Chez 10% des patients prenant des statines, les enzymes hépatiques augmentent légèrement et temporairement. La FDA a récemment décidé qu’il n’était pas utile de contrôler systématiquement les enzymes hépatiques sous traitement par statine, car les lésions hépatiques dues à la prise de statines sont rares et ne peuvent pas être prédites chez les patients individuels. Au début d’un traitement par statine, il convient donc de contrôler les valeurs hépatiques ; si elles sont normales, aucun autre contrôle n’est nécessaire, sauf en cas de suspicion clinique d’hépatotoxicité. L’hépatotoxicité n’est pas fréquente avec les nouveaux anticoagulants. L’intervenant a recommandé les sites web suivants, qui fournissent des informations plus détaillées sur le problème de la DILI :
Plus puissant n’est pas toujours meilleur
Le professeur Hans Rickli, de Saint-Gall, a donné des informations sur les différents inhibiteurs de l’agrégation plaquettaire (Tc) et leur utilisation. Les recommandations actuelles de l’ESC en cas de STEMI, NSTEMI et en périopératoire sont complexes, tout comme les directives des différents hôpitaux sur la manière de procéder en cas de SCA aigu ; plusieurs régimes de traitement antithrombotique sont possibles.

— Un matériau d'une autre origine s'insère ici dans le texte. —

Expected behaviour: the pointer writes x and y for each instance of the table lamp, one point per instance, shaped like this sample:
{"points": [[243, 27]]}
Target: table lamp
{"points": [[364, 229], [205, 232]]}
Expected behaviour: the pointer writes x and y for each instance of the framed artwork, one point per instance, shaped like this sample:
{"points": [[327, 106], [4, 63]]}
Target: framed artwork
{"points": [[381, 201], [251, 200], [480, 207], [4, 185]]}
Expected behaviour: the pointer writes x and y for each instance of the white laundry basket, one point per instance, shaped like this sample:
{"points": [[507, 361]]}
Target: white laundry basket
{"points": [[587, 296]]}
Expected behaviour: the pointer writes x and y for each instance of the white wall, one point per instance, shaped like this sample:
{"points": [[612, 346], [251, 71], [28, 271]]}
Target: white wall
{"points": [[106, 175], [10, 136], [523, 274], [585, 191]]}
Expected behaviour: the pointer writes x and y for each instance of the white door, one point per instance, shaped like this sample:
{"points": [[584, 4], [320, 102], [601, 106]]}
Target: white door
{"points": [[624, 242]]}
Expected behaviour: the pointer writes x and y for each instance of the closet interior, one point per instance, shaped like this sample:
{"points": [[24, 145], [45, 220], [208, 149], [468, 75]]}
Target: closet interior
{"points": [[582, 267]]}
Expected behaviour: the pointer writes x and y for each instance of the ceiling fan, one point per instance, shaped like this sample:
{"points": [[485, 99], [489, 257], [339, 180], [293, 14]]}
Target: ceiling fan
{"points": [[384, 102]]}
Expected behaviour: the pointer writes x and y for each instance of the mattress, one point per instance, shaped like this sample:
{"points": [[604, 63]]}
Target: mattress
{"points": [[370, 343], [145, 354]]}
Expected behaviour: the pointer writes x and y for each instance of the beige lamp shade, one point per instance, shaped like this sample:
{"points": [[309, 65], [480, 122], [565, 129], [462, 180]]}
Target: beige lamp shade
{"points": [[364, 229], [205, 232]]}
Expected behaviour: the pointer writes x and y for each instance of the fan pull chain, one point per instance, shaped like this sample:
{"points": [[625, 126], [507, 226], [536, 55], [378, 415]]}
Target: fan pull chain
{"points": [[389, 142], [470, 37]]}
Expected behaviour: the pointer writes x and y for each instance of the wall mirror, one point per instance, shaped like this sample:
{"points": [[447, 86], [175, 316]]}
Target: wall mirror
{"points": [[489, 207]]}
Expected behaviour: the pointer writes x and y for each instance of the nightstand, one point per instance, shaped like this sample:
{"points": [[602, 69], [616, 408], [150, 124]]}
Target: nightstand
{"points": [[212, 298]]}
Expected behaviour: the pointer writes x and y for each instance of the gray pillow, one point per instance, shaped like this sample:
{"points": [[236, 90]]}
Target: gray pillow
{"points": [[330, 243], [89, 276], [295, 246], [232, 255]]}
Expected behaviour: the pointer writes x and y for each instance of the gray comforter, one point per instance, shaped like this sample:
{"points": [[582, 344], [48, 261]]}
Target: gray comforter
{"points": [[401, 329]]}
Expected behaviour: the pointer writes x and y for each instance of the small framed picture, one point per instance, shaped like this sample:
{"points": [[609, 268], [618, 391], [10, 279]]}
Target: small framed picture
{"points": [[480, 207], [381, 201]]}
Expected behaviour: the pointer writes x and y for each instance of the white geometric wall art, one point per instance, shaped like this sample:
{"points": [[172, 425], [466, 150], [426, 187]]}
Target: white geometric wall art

- Le prasugrel ou le ticagrelor est supérieur au clopidogrel selon les études TRITON et PLATO, respectivement.
- Il n’existe pas de comparaison directe entre le prasugrel et le ticagrelor dans le cadre d’une prise en charge aiguë. Les études TRITON et PLATON ne sont pas vraiment comparables car elles portent sur des groupes de patients différents.
- Une stratégie simple et claire peut s’avérer utile pour un traitement réseau réussi.
- En cas de contre-indication aux nouveaux inhibiteurs de l’agrégation des Tc et de nécessité d’une anticoagulation orale, le clopidogrel reste indiqué ou les NOAK ne doivent pas être utilisés.
- L’association avec de nouveaux OAK n’est pas non plus fondée sur des preuves.
- En cas d’ICP élective avec implantation de stent, il n’existe pas encore de données concluantes sur l’utilisation de nouveaux inhibiteurs de l’agrégation des Tc.
- Le clopidogrel en complément de l’aspirine reste indiqué.
- Pas d’indication pour l’utilisation systématique des nouveaux inhibiteurs de l’agrégation des Tc en cas de coronaropathie stable.
L’étude WOEST (patients ayant subi un stenting) a montré que les hémorragies et les décès étaient plus fréquents sous une trithérapie (anticoagulation orale, clopidogrel, ASA) que sous une bithérapie (DAPT : anticoagulation orale, clopidogrel). Certains éléments indiquent que la suppression de l’ASA pourrait entraîner une amélioration (diminution du risque de saignement sans augmentation du risque de thrombose de stent), mais la situation n’est pas claire à ce sujet. Le score HAS-BLED peut aider à évaluer le risque de saignement (tableau 3).
Les études sur la durée du traitement antithrombotique après la mise en place d’un stent à élution de médicament (DES) ont montré qu’un DAPT de six à douze mois était le plus bénéfique. Un DAPT plus court augmentait le risque de décès ou d’infarctus du myocarde, tandis qu’un DAPT plus long augmentait le risque d’hémorragie.
La controverse sur les IPP n’est pas encore tout à fait terminée. Il convient d’utiliser le pantoprazole en cas d’administration de clopidogrel.
Source : 11e cours de révision zurichois en cardiologie clinique, 11 avril 2013, Zurich.